画像出展:「超ひも理論と宇宙のすべてを支配する数式」
劇的に進化していった誕生直後の宇宙
『私たちの宇宙は、今からおよそ138億年前に誕生したとされている。宇宙が誕生した原因は、いまだによくわかっていない。宇宙の誕生後のわずか10のマイナス36乗秒後から、10のマイナス33乗秒後というごく短時間の間に、1兆の1兆倍のさらに1000万倍(10の43乗倍)程度の大きさまで急膨張したと考えられている。この急膨張が「インフレーション」だ。このときに生じたとされる特徴的な重力波が「原始重力波」である。インフレーションのあと、宇宙には大量の素粒子が誕生し、宇宙は超高温・超高密度のまるで“火の玉”のような状態(ビッグバン宇宙)になったと考えられている。
高温・高密度の宇宙は、インフレーション期とくらべてゆっくり膨張しながら温度を下げていき、素粒子から陽子や中性子を、そして陽子や中性子から原子核を生みだした。ここまでにかかった時間は、たった3分程度だという。
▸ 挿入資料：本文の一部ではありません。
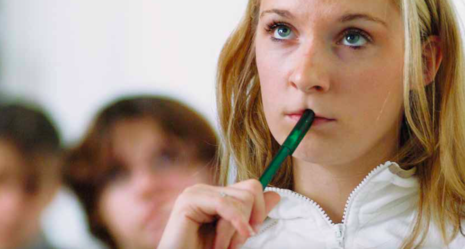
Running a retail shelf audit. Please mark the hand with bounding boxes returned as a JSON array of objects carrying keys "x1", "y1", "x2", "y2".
[{"x1": 158, "y1": 180, "x2": 280, "y2": 249}]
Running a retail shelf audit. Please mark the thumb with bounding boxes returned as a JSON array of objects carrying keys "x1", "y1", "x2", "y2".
[{"x1": 263, "y1": 191, "x2": 281, "y2": 215}]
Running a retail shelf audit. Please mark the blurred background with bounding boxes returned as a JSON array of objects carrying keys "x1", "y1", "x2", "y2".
[{"x1": 0, "y1": 0, "x2": 465, "y2": 249}]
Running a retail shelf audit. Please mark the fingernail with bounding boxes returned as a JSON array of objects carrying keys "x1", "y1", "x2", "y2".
[{"x1": 247, "y1": 225, "x2": 256, "y2": 236}]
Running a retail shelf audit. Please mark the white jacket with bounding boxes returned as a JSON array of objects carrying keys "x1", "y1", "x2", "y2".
[{"x1": 242, "y1": 162, "x2": 465, "y2": 249}]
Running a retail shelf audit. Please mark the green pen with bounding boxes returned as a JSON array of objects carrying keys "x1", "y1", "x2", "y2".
[{"x1": 260, "y1": 109, "x2": 315, "y2": 189}]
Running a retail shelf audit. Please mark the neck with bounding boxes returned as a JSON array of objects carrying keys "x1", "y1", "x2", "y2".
[{"x1": 293, "y1": 142, "x2": 392, "y2": 224}]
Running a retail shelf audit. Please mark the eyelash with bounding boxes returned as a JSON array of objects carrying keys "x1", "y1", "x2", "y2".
[
  {"x1": 265, "y1": 21, "x2": 294, "y2": 42},
  {"x1": 265, "y1": 21, "x2": 373, "y2": 50}
]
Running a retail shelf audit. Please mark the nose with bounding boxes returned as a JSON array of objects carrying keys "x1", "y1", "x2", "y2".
[
  {"x1": 133, "y1": 170, "x2": 161, "y2": 199},
  {"x1": 289, "y1": 41, "x2": 330, "y2": 93}
]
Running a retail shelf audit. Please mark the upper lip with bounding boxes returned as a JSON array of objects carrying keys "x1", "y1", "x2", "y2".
[{"x1": 286, "y1": 109, "x2": 334, "y2": 120}]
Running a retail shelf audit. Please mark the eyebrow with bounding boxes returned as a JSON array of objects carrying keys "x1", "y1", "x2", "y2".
[
  {"x1": 260, "y1": 9, "x2": 387, "y2": 27},
  {"x1": 339, "y1": 14, "x2": 387, "y2": 28},
  {"x1": 260, "y1": 9, "x2": 294, "y2": 19}
]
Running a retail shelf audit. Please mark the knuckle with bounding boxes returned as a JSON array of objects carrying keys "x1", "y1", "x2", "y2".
[
  {"x1": 243, "y1": 191, "x2": 255, "y2": 204},
  {"x1": 248, "y1": 179, "x2": 263, "y2": 194}
]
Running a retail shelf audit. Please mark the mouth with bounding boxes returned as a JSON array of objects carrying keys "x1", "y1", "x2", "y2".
[{"x1": 286, "y1": 110, "x2": 336, "y2": 125}]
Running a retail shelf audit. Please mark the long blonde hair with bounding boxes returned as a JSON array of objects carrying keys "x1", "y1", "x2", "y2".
[{"x1": 217, "y1": 0, "x2": 465, "y2": 248}]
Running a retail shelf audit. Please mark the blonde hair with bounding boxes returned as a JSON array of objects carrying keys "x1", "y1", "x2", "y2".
[{"x1": 217, "y1": 0, "x2": 465, "y2": 248}]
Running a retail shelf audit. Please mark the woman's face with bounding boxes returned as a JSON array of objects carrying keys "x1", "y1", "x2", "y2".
[
  {"x1": 99, "y1": 119, "x2": 209, "y2": 249},
  {"x1": 255, "y1": 0, "x2": 404, "y2": 165}
]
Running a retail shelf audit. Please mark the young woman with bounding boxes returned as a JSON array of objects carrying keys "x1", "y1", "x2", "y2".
[
  {"x1": 159, "y1": 0, "x2": 465, "y2": 249},
  {"x1": 65, "y1": 96, "x2": 217, "y2": 249}
]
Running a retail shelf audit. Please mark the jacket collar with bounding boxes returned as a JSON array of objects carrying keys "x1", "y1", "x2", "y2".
[{"x1": 265, "y1": 161, "x2": 418, "y2": 224}]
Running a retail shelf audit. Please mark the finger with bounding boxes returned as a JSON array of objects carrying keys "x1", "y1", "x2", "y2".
[
  {"x1": 171, "y1": 185, "x2": 253, "y2": 236},
  {"x1": 262, "y1": 191, "x2": 281, "y2": 214},
  {"x1": 228, "y1": 230, "x2": 248, "y2": 249},
  {"x1": 217, "y1": 192, "x2": 255, "y2": 237},
  {"x1": 213, "y1": 219, "x2": 236, "y2": 249},
  {"x1": 231, "y1": 180, "x2": 267, "y2": 232}
]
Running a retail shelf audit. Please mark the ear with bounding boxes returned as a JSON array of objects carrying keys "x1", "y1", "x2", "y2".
[{"x1": 422, "y1": 36, "x2": 442, "y2": 86}]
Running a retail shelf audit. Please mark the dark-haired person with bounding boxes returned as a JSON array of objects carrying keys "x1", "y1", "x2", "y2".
[
  {"x1": 0, "y1": 104, "x2": 62, "y2": 249},
  {"x1": 65, "y1": 96, "x2": 217, "y2": 249}
]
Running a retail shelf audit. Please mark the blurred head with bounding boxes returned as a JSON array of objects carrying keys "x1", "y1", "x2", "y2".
[
  {"x1": 66, "y1": 97, "x2": 217, "y2": 249},
  {"x1": 0, "y1": 105, "x2": 61, "y2": 249},
  {"x1": 218, "y1": 0, "x2": 465, "y2": 248}
]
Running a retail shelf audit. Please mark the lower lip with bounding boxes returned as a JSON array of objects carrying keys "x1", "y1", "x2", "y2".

その後、電子と原子核が結びつき原子が誕生するのだが、それは宇宙誕生から約37万年もあとのことになる。』
宇宙誕生の瞬間は観測できない!?
『私たちは光(電磁波)を使い、地球から宇宙のようすを観察している。光の速度は有限なので、遠くから光が届くまでには時間がかかる。そのため遠くからきた光をみることは、宇宙の過去をみることと同じだ。しかし、原子が誕生する前までの宇宙は、不透明なプラズマ(ここでは電子と原子核がばらばらになった状態のガスを意味する)で満たされており、光で見通すことができない。そのため、私たちが観測できるのは、原子が誕生したあと(宇宙誕生から約37万年後以降)の時代がやってくる光だけだ。原子の誕生は、不透明なプラズマに満たされた宇宙の終わりを意味するので、これを「宇宙の晴れ上がり」という。
宇宙の晴れ上がり以前の宇宙のようすは、プラズマに邪魔されない原始重力波や、原始重力波によって「宇宙背景放射」に刻みこまれたインフレーションの痕跡(原子重力波)などから調べられようとしている。』